Книга Одно слово стоит тысячи - Чжэньюнь Лю
Шрифт:
Интервал:
Закладка:
— Дочка, когда в следующий раз я снова уйду, не зови меня обратно. Твоя мать уже месяц не поднималась и со всем отяжелела. Во сне я уже успела добрести до речки, где ноги мои стали совсем легкими. Там росло столько травы и цветов, и я сказала: «Как же давно я не умывалась». Потом я опустилась на колени, чтобы умыться, и тут услышала, как меня зовешь ты.
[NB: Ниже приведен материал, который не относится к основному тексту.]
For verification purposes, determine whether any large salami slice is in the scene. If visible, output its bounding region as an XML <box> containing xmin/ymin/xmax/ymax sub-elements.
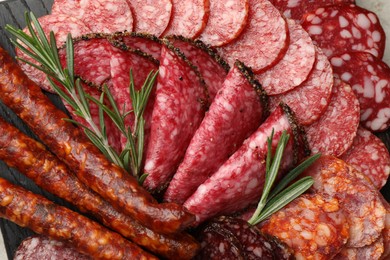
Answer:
<box><xmin>16</xmin><ymin>14</ymin><xmax>91</xmax><ymax>92</ymax></box>
<box><xmin>331</xmin><ymin>52</ymin><xmax>390</xmax><ymax>131</ymax></box>
<box><xmin>144</xmin><ymin>41</ymin><xmax>208</xmax><ymax>190</ymax></box>
<box><xmin>164</xmin><ymin>62</ymin><xmax>267</xmax><ymax>203</ymax></box>
<box><xmin>199</xmin><ymin>0</ymin><xmax>249</xmax><ymax>47</ymax></box>
<box><xmin>302</xmin><ymin>4</ymin><xmax>386</xmax><ymax>58</ymax></box>
<box><xmin>261</xmin><ymin>194</ymin><xmax>349</xmax><ymax>260</ymax></box>
<box><xmin>257</xmin><ymin>19</ymin><xmax>316</xmax><ymax>95</ymax></box>
<box><xmin>52</xmin><ymin>0</ymin><xmax>133</xmax><ymax>33</ymax></box>
<box><xmin>219</xmin><ymin>0</ymin><xmax>289</xmax><ymax>72</ymax></box>
<box><xmin>340</xmin><ymin>127</ymin><xmax>390</xmax><ymax>190</ymax></box>
<box><xmin>127</xmin><ymin>0</ymin><xmax>172</xmax><ymax>36</ymax></box>
<box><xmin>163</xmin><ymin>0</ymin><xmax>210</xmax><ymax>39</ymax></box>
<box><xmin>270</xmin><ymin>0</ymin><xmax>355</xmax><ymax>22</ymax></box>
<box><xmin>306</xmin><ymin>79</ymin><xmax>360</xmax><ymax>157</ymax></box>
<box><xmin>304</xmin><ymin>155</ymin><xmax>386</xmax><ymax>247</ymax></box>
<box><xmin>184</xmin><ymin>103</ymin><xmax>310</xmax><ymax>223</ymax></box>
<box><xmin>270</xmin><ymin>47</ymin><xmax>333</xmax><ymax>125</ymax></box>
<box><xmin>169</xmin><ymin>36</ymin><xmax>230</xmax><ymax>100</ymax></box>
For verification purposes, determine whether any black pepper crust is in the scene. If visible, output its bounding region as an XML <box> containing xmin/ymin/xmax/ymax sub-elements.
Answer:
<box><xmin>279</xmin><ymin>102</ymin><xmax>311</xmax><ymax>164</ymax></box>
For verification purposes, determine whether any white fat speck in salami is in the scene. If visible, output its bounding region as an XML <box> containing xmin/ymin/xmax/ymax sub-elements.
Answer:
<box><xmin>260</xmin><ymin>194</ymin><xmax>349</xmax><ymax>260</ymax></box>
<box><xmin>218</xmin><ymin>0</ymin><xmax>289</xmax><ymax>72</ymax></box>
<box><xmin>140</xmin><ymin>44</ymin><xmax>208</xmax><ymax>190</ymax></box>
<box><xmin>270</xmin><ymin>47</ymin><xmax>333</xmax><ymax>125</ymax></box>
<box><xmin>184</xmin><ymin>107</ymin><xmax>304</xmax><ymax>223</ymax></box>
<box><xmin>164</xmin><ymin>63</ymin><xmax>265</xmax><ymax>203</ymax></box>
<box><xmin>256</xmin><ymin>19</ymin><xmax>316</xmax><ymax>95</ymax></box>
<box><xmin>331</xmin><ymin>52</ymin><xmax>390</xmax><ymax>131</ymax></box>
<box><xmin>302</xmin><ymin>4</ymin><xmax>385</xmax><ymax>58</ymax></box>
<box><xmin>163</xmin><ymin>0</ymin><xmax>210</xmax><ymax>39</ymax></box>
<box><xmin>199</xmin><ymin>0</ymin><xmax>249</xmax><ymax>47</ymax></box>
<box><xmin>127</xmin><ymin>0</ymin><xmax>172</xmax><ymax>36</ymax></box>
<box><xmin>52</xmin><ymin>0</ymin><xmax>133</xmax><ymax>33</ymax></box>
<box><xmin>303</xmin><ymin>155</ymin><xmax>386</xmax><ymax>247</ymax></box>
<box><xmin>16</xmin><ymin>14</ymin><xmax>91</xmax><ymax>92</ymax></box>
<box><xmin>340</xmin><ymin>127</ymin><xmax>390</xmax><ymax>190</ymax></box>
<box><xmin>305</xmin><ymin>79</ymin><xmax>360</xmax><ymax>156</ymax></box>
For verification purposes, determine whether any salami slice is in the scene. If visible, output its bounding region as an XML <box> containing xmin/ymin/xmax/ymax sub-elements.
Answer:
<box><xmin>270</xmin><ymin>0</ymin><xmax>355</xmax><ymax>22</ymax></box>
<box><xmin>218</xmin><ymin>0</ymin><xmax>289</xmax><ymax>72</ymax></box>
<box><xmin>169</xmin><ymin>36</ymin><xmax>230</xmax><ymax>100</ymax></box>
<box><xmin>270</xmin><ymin>47</ymin><xmax>333</xmax><ymax>125</ymax></box>
<box><xmin>13</xmin><ymin>236</ymin><xmax>92</xmax><ymax>260</ymax></box>
<box><xmin>16</xmin><ymin>14</ymin><xmax>91</xmax><ymax>92</ymax></box>
<box><xmin>163</xmin><ymin>0</ymin><xmax>210</xmax><ymax>39</ymax></box>
<box><xmin>260</xmin><ymin>194</ymin><xmax>349</xmax><ymax>259</ymax></box>
<box><xmin>52</xmin><ymin>0</ymin><xmax>133</xmax><ymax>33</ymax></box>
<box><xmin>199</xmin><ymin>0</ymin><xmax>249</xmax><ymax>47</ymax></box>
<box><xmin>304</xmin><ymin>155</ymin><xmax>386</xmax><ymax>247</ymax></box>
<box><xmin>306</xmin><ymin>79</ymin><xmax>360</xmax><ymax>157</ymax></box>
<box><xmin>256</xmin><ymin>19</ymin><xmax>316</xmax><ymax>95</ymax></box>
<box><xmin>331</xmin><ymin>52</ymin><xmax>390</xmax><ymax>131</ymax></box>
<box><xmin>164</xmin><ymin>62</ymin><xmax>267</xmax><ymax>203</ymax></box>
<box><xmin>302</xmin><ymin>4</ymin><xmax>386</xmax><ymax>58</ymax></box>
<box><xmin>184</xmin><ymin>103</ymin><xmax>310</xmax><ymax>223</ymax></box>
<box><xmin>144</xmin><ymin>41</ymin><xmax>208</xmax><ymax>190</ymax></box>
<box><xmin>127</xmin><ymin>0</ymin><xmax>172</xmax><ymax>37</ymax></box>
<box><xmin>340</xmin><ymin>127</ymin><xmax>390</xmax><ymax>190</ymax></box>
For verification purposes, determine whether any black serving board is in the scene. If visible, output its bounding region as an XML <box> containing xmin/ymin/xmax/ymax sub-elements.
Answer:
<box><xmin>0</xmin><ymin>0</ymin><xmax>390</xmax><ymax>259</ymax></box>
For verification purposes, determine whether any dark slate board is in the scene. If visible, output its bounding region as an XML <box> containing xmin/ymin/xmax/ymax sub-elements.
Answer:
<box><xmin>0</xmin><ymin>0</ymin><xmax>390</xmax><ymax>259</ymax></box>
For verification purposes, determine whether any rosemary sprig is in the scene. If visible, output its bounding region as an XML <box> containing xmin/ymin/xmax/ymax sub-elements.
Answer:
<box><xmin>6</xmin><ymin>12</ymin><xmax>158</xmax><ymax>182</ymax></box>
<box><xmin>248</xmin><ymin>130</ymin><xmax>321</xmax><ymax>225</ymax></box>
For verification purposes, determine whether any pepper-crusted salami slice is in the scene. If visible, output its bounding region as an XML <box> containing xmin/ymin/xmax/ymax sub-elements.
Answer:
<box><xmin>13</xmin><ymin>236</ymin><xmax>92</xmax><ymax>260</ymax></box>
<box><xmin>0</xmin><ymin>46</ymin><xmax>194</xmax><ymax>236</ymax></box>
<box><xmin>218</xmin><ymin>0</ymin><xmax>289</xmax><ymax>72</ymax></box>
<box><xmin>302</xmin><ymin>4</ymin><xmax>386</xmax><ymax>58</ymax></box>
<box><xmin>306</xmin><ymin>79</ymin><xmax>360</xmax><ymax>157</ymax></box>
<box><xmin>163</xmin><ymin>0</ymin><xmax>210</xmax><ymax>39</ymax></box>
<box><xmin>127</xmin><ymin>0</ymin><xmax>172</xmax><ymax>37</ymax></box>
<box><xmin>164</xmin><ymin>62</ymin><xmax>268</xmax><ymax>203</ymax></box>
<box><xmin>331</xmin><ymin>52</ymin><xmax>390</xmax><ymax>131</ymax></box>
<box><xmin>199</xmin><ymin>0</ymin><xmax>249</xmax><ymax>47</ymax></box>
<box><xmin>304</xmin><ymin>155</ymin><xmax>386</xmax><ymax>247</ymax></box>
<box><xmin>52</xmin><ymin>0</ymin><xmax>133</xmax><ymax>33</ymax></box>
<box><xmin>184</xmin><ymin>103</ymin><xmax>310</xmax><ymax>223</ymax></box>
<box><xmin>340</xmin><ymin>127</ymin><xmax>390</xmax><ymax>190</ymax></box>
<box><xmin>270</xmin><ymin>47</ymin><xmax>333</xmax><ymax>125</ymax></box>
<box><xmin>144</xmin><ymin>41</ymin><xmax>208</xmax><ymax>190</ymax></box>
<box><xmin>16</xmin><ymin>14</ymin><xmax>91</xmax><ymax>92</ymax></box>
<box><xmin>270</xmin><ymin>0</ymin><xmax>355</xmax><ymax>22</ymax></box>
<box><xmin>256</xmin><ymin>19</ymin><xmax>316</xmax><ymax>95</ymax></box>
<box><xmin>0</xmin><ymin>178</ymin><xmax>157</xmax><ymax>259</ymax></box>
<box><xmin>260</xmin><ymin>194</ymin><xmax>349</xmax><ymax>260</ymax></box>
<box><xmin>168</xmin><ymin>36</ymin><xmax>230</xmax><ymax>100</ymax></box>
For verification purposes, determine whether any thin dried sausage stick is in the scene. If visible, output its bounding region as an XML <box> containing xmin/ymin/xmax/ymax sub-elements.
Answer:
<box><xmin>0</xmin><ymin>178</ymin><xmax>157</xmax><ymax>259</ymax></box>
<box><xmin>0</xmin><ymin>46</ymin><xmax>194</xmax><ymax>233</ymax></box>
<box><xmin>0</xmin><ymin>118</ymin><xmax>198</xmax><ymax>259</ymax></box>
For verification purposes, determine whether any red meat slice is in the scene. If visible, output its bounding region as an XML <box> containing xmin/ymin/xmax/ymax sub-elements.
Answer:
<box><xmin>306</xmin><ymin>79</ymin><xmax>360</xmax><ymax>157</ymax></box>
<box><xmin>270</xmin><ymin>47</ymin><xmax>333</xmax><ymax>125</ymax></box>
<box><xmin>302</xmin><ymin>5</ymin><xmax>386</xmax><ymax>58</ymax></box>
<box><xmin>331</xmin><ymin>52</ymin><xmax>390</xmax><ymax>131</ymax></box>
<box><xmin>144</xmin><ymin>41</ymin><xmax>208</xmax><ymax>190</ymax></box>
<box><xmin>218</xmin><ymin>0</ymin><xmax>289</xmax><ymax>72</ymax></box>
<box><xmin>256</xmin><ymin>19</ymin><xmax>316</xmax><ymax>95</ymax></box>
<box><xmin>163</xmin><ymin>0</ymin><xmax>210</xmax><ymax>39</ymax></box>
<box><xmin>340</xmin><ymin>127</ymin><xmax>390</xmax><ymax>190</ymax></box>
<box><xmin>127</xmin><ymin>0</ymin><xmax>172</xmax><ymax>36</ymax></box>
<box><xmin>199</xmin><ymin>0</ymin><xmax>249</xmax><ymax>47</ymax></box>
<box><xmin>164</xmin><ymin>62</ymin><xmax>267</xmax><ymax>204</ymax></box>
<box><xmin>184</xmin><ymin>104</ymin><xmax>310</xmax><ymax>223</ymax></box>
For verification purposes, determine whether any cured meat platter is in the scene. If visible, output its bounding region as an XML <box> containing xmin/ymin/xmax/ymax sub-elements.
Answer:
<box><xmin>0</xmin><ymin>0</ymin><xmax>390</xmax><ymax>259</ymax></box>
Я вернулась к тебе и снова больная очутилась в этой постели. Дочка, когда мама уйдет снова, больше ее не окликай. Не потому, что у мамы нет сердца, и не потому, что ей больше не о чем с тобой говорить, просто поверь, это уже невыносимо…
И когда жена Лао Цао снова отключилась, Цао Цинъэ ее больше не звала.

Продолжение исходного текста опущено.